Sunday, November 7, 2010

Motherhood- An eternal partnership with God.


This morning at 5am I find myself awake, and oddly it was not the result of my darling 3 month old boy. Although that certainly was the case last week, which caused me to learn that my favorite shows from when I was 10 years old (Boy Meets World and Sabrina the Teenage Witch) are on between 5am and 7am .

Anyhow, it being Sunday morning I spent some time meandering around the internet instead, and I stumbled upon a video I had seen before, but decided to watch it again anyways.The video is an inspirational video clip entitled "Motherhood an Eternal Partnership With God."

I had seen the video before but I am so glad that I was prompted to view the video again because it touched my heart on this early Sunday morning, just as it did the first time I watched it (which was during a period of time where Mr. B spent most of him waking hours crying). I was particularly touched by the quote:
"You are doing terrifically well. The very fact that you have been given such a responsibility is everlasting evidence of the trust your Father in heaven has in you. He is blessing you and he will bless you."

Even typing it out I find tears in my eyes, because I find the words so uplifting. Those who know me extremely well, may know this but I am constantly one of those people who believe that they are doing far worse at life, then they actually are. Instead of looking in the mirror and seeing a person who accomplished graduating college with their own hard work (no loans only academic scholarships) and good grades. I see someone who was so stupid that they studied 5-6 hours every day to accomplish a degree that made it no easier to find a job post graduation. Instead of seeing the blessing it is to be a mother at all, I find myself constantly worrying that I am a "bad mother." This especially happens at those moments where I seem to have no idea what my adorable, but inconsolable son is trying to tell me.
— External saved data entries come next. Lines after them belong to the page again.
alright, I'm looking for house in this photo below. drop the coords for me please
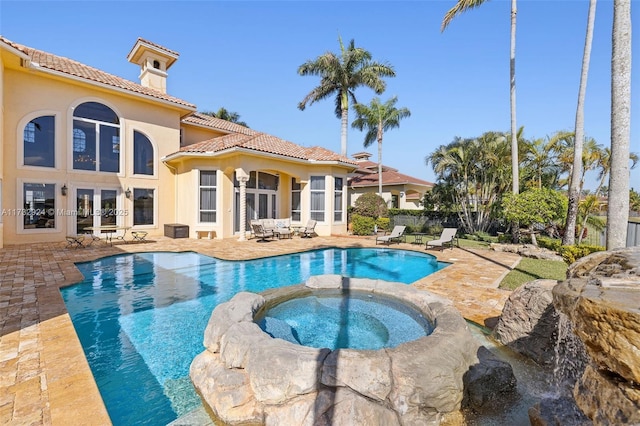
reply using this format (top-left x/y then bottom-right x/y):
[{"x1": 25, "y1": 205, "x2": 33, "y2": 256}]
[
  {"x1": 0, "y1": 36, "x2": 357, "y2": 247},
  {"x1": 348, "y1": 152, "x2": 433, "y2": 210}
]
I feel especially bad because sometimes he is especially dramatic and can announce to the neighborhood (with loud shrieks and cries) that his mother does not know how to help him.

Anyhow, that was a little tangent but it was meant to stress how basically I (and lots of other people) struggle to find the happy medium between being prideful and feeling worthless (or like a failure like I sometimes feel like I am). As such I feel incredibly blessed that the Lord constantly reminds me (through videos or outlets similar to this) that I am not worthless, but that I am just the opposite. He reminds me that as a daughter of God and as a mother, I am of extreme worth (as all daughters of God are even if there are not mothers as well). That I am not "failing at motherhood but rather that I am "doing terrifically well" and after looking at my sons adorable smiles when he wakes up every morning, sometimes I even think so too.

So to any mothers out there that are discouraged I highly recommend viewing this video, it is incredibly encouraging. It reminds us that even though motherhood sometimes seems to only involve endless days and nights of diaper changes, feedings, wiping snotty noses, attending to scraped knees, or endlessly uttering such phrases as "don't touch that, don't eat that, don't hit your brother," to name just a few, motherhood is indeed doing the "Lord's work."

It is my hope that I will remember that I am the mother God thought Mr. B needed, and that that knowledge will cause me to spend less time crying over how I feel terrible that I don't always know what he wants, and more time feeling grateful that I can hold him in my arms (even if he is crying hysterically). Ultimately, I feel so incredibly blessed that I have been given the incredibly opportunity to be Mr B's mother.